Interpreting adjoint and ensemble sensitivity toward the development of optimal observation targeting strategies

Two general methods, adjoint or singular vector methods, and ensemble-based methods, have been previously investigated to identify locations where observations would have a significant positive impact on a numerical weather model forecast. In this paper, we perform a basic comparison of targeting regions chosen to reduce the expected variance of a chosen forecast response function within an ensemble Kalman filter (EnKF) based on both an adjoint method and an ensemble method. Ensemble sensitivity is defined by linear regressions of a chosen forecast response function onto the model initial-time state variables, and is used to calculate variance reduction fields to provide targeting guidance for the ensemble-based method. Adjoint sensitivity is used to provide targeting guidance for the adjoint-based method. 90 ensemble forecasts are considered over a 24-hour forecast period, and the response function is chosen to represent the sea-level pressure at a single point in the Pacific Northwest United States. Targeting by ensemble guidance is shown to be a function of ensemble sensitivity and both the initial-time model state and observation variance.

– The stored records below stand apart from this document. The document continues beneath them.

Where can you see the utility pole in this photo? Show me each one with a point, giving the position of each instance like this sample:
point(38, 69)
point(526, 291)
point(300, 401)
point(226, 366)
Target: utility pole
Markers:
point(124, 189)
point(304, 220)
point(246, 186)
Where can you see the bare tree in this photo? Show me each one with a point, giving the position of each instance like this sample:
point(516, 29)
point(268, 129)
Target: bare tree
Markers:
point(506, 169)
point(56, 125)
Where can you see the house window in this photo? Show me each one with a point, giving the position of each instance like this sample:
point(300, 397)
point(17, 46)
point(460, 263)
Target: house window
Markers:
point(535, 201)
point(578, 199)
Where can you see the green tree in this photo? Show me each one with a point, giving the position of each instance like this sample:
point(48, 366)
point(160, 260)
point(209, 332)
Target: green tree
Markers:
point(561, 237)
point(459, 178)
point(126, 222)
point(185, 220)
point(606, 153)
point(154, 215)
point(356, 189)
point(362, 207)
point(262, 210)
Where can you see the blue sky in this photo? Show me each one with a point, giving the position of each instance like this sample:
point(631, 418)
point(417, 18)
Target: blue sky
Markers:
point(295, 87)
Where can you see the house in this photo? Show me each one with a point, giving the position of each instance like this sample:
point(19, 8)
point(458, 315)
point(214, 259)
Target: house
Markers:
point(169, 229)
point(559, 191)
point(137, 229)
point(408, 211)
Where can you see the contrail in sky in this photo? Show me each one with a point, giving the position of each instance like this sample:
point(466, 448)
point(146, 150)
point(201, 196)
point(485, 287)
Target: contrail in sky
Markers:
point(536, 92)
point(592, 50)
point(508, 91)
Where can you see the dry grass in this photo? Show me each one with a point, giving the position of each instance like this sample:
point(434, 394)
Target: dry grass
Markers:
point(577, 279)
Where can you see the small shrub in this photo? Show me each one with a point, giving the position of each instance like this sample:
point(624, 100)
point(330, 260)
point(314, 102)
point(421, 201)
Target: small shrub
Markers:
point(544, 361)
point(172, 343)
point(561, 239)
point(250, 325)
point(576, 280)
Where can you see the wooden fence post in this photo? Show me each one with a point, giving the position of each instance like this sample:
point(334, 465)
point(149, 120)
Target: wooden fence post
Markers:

We find that large areas of variance reduction exist away from regions of large ensemble sensitivity, adjoint sensitivity, and the initial-time variance of the model state. For hypothetical aircraft observations, ensemble guidance is superior to adjoint guidance for 850 hPa temperature observations in a single case. This advantage increases as the number of flight tracks increases. In all cases, as more flight tracks are considered, diminishing returns on response function variance reduction are realized. Implications of these results for the development of targeting strategies are discussed.